If leading zeroes are allowed, there are exactly $4$ $n$-digit automorphic numbers in base $10$:

$00 \dots 00$
$00 \dots 01$
$5^{2^{n - 1} } \pmod {10^n}$
$6^{5^{n - 1} } \pmod {10^n}$


Proof

The proof proceeds by induction on $n$.

For all $n \in \Z_{> 0}$, let $\map P n$ be the proposition:

There are exactly $4$ $n$-digit automorphic numbers of the forms above.


Basis for the Induction

For $n = 1$:

$0, 1, 5, 6$ are the only $1$-digit automorphic numbers, and we have:

$5^{2^0} = 5$
$6^{5^0} = 6$

Thus $\map P 1$ is seen to hold.


This is the basis for the induction.


Induction Hypothesis

Now it needs to be shown that if $\map P k$ is true, where $k \ge 1$, then it logically follows that $\map P {k + 1}$ is true.

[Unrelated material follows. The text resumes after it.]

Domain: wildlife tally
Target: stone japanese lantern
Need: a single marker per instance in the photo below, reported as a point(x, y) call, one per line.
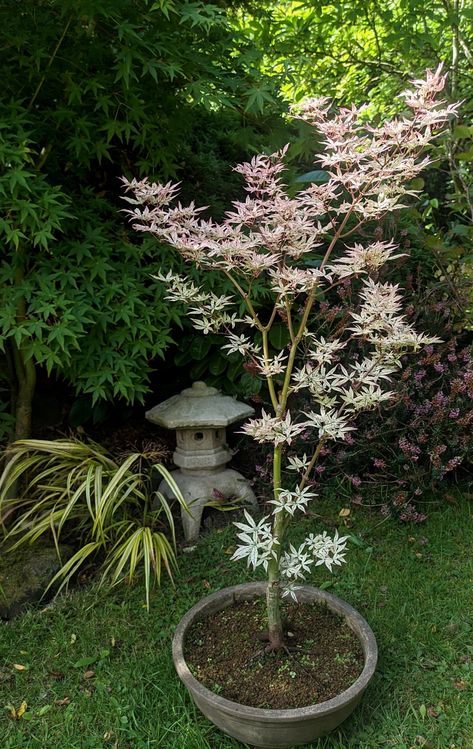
point(200, 415)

We assume that for some $k \ge 1$, there are exactly $4$ $k$-digit automorphic numbers of the forms above.


Induction Step

This is the induction step:

We aim to construct $x$, a $\paren {k + 1}$-digit automorphic number.

By Left-Truncated Automorphic Number is Automorphic, after removing the leftmost digit, what remains is a $k$-digit automorphic number.

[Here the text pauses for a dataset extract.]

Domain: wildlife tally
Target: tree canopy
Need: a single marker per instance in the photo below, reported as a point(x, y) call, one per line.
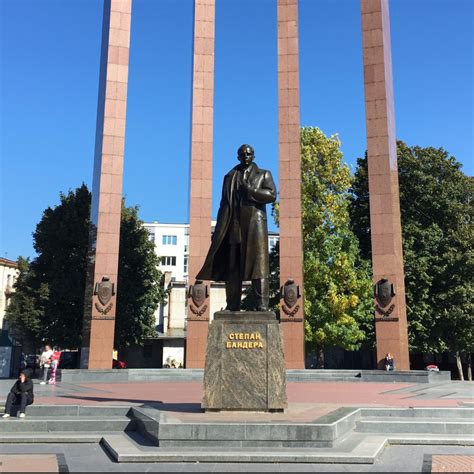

Write $x = 10^k a + b$, where $a$ is the leftmost digit of $x$.

We have:

\(\ds x^2\) \(=\) \(\ds \paren {10^k a + b}^2\)
\(\ds \) \(=\) \(\ds 10^{2 k} a^2 + 2 \times 10^k a b + b^2\) Square of Sum
\(\ds \) \(=\) \(\ds 10^{2 k} a^2 + 2 \times 10^k a b + \paren {b + 10^k N}\) for some $N \in \N$; Definition of Automorphic Number
\(\ds \) \(\equiv\) \(\ds 10^k \paren {2 a b + N} + b\) \(\ds \pmod {10^{k + 1} }\)
\(\ds \) \(\equiv\) \(\ds x\) \(\ds \pmod {10^{k + 1} }\) Definition of Automorphic Number
\(\ds \) \(\equiv\) \(\ds 10^k a + b\) \(\ds \pmod {10^{k + 1} }\)
\(\ds \leadsto \ \ \) \(\ds 2 a b + N\) \(\equiv\) \(\ds a\) \(\ds \pmod {10}\)
\(\ds \leadsto \ \ \) \(\ds N\) \(\equiv\) \(\ds a \paren {1 - 2 b}\) \(\ds \pmod {10}\)

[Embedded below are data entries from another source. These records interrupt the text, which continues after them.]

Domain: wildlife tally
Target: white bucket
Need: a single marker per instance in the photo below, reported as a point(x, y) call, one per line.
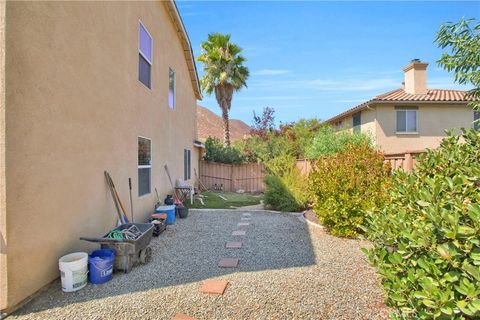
point(73, 271)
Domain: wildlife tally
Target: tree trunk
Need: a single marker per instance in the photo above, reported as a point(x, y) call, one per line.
point(226, 127)
point(224, 93)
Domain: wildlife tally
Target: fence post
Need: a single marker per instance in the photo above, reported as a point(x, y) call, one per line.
point(408, 162)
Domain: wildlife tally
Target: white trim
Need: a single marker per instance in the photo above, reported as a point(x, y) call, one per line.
point(151, 38)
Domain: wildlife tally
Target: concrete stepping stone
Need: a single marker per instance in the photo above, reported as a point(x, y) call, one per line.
point(228, 263)
point(182, 316)
point(233, 245)
point(214, 287)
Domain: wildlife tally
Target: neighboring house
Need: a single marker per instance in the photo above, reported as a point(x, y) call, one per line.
point(86, 87)
point(211, 125)
point(412, 118)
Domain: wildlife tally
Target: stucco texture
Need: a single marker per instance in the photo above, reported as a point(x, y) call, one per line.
point(74, 108)
point(379, 121)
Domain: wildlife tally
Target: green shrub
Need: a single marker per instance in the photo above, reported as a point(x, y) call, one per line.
point(278, 197)
point(344, 186)
point(215, 151)
point(327, 142)
point(427, 237)
point(285, 189)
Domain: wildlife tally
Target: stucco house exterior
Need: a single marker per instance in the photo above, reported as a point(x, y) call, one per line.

By Left-Truncated Automorphic Number is Automorphic, $b$ must end in $0, 1, 5, 6$.

We see that:

$a \equiv N \pmod {10}$ for $b$ ending in $0$ or $5$;
$a \equiv -N \pmod {10}$ for $b$ ending in $1$ or $6$;

So the choice of $x$ is completely determined by $b$.

This shows that there are exactly $4$ $\paren {k + 1}$-digit automorphic numbers.

$\Box$


Now we show that the $4$ numbers are indeed of the forms given above.

For any $n \in \Z_{>0}$, we have:

\(\ds 0^2 - 0\) \(\equiv\) \(\ds 0\) \(\ds \pmod {10^n}\)
\(\ds 1^2 - 1\) \(\equiv\) \(\ds 0\) \(\ds \pmod {10^n}\)
\(\ds \paren {5^{2^{n - 1} } }^2 - 5^{2^{n - 1} }\) \(=\) \(\ds 5^{2^{n - 1} } \paren {5^{2^n} - 1}\)
\(\ds \) \(=\) \(\ds 5^{2^{n - 1} } \paren {5 - 1} \paren {5 + 1} \paren {5^2 + 1} \dots \paren {5^{2^{n - 2} } + 1}\) Difference of Two Squares

Since $2^{n - 1} \ge n$ and the each factor on the right is divisible by $2$, the above product is divisible by $5^n 2^n = 10^n$.


\(\ds \paren {6^{5^{n - 1} } }^2 - 6^{5^{n - 1} }\) \(=\) \(\ds 6^{5^{n - 1} } \paren {6^{5^{n - 1} } - 1}\)
\(\ds \) \(=\) \(\ds 6^{5^{n - 1} } \paren {6^{5^{n - 2} } - 1} \paren {6^{4 \times 5^{n - 2} } + 6^{3 \times 5^{n - 2} } + 6^{2 \times 5^{n - 2} } + 6^{5^{n - 2} } + 1}\) Difference of Two Odd Powers
\(\ds \) \(=\) \(\ds 6^{5^{n - 1} } \paren {6^{5^{n - 2} } - 1} \paren {5 N}\) for some $N \in \N$: Congruence of Powers
\(\ds \) \(:\) \(\ds \)
\(\ds \) \(=\) \(\ds 2^{5^{n - 1} } 3^{5^{n - 1} } \paren {6^{5^0} - 1} \paren {5^{n - 1} C}\) for some $C \in \N$
\(\ds \) \(=\) \(\ds 2^{5^{n - 1} } 3^{5^{n - 1} } \paren {5^n C}\)

Since $5^{n - 1} \ge n$, the above product is divisible by $2^n 5^n = 10^n$.

Hence for each number above:

$x^2 \equiv x \pmod {10^n}$

showing they are indeed automorphic.


So $\map P k \implies \map P {k + 1}$ and thus it follows by the Principle of Mathematical Induction that these are all the automorphic numbers.

$\blacksquare$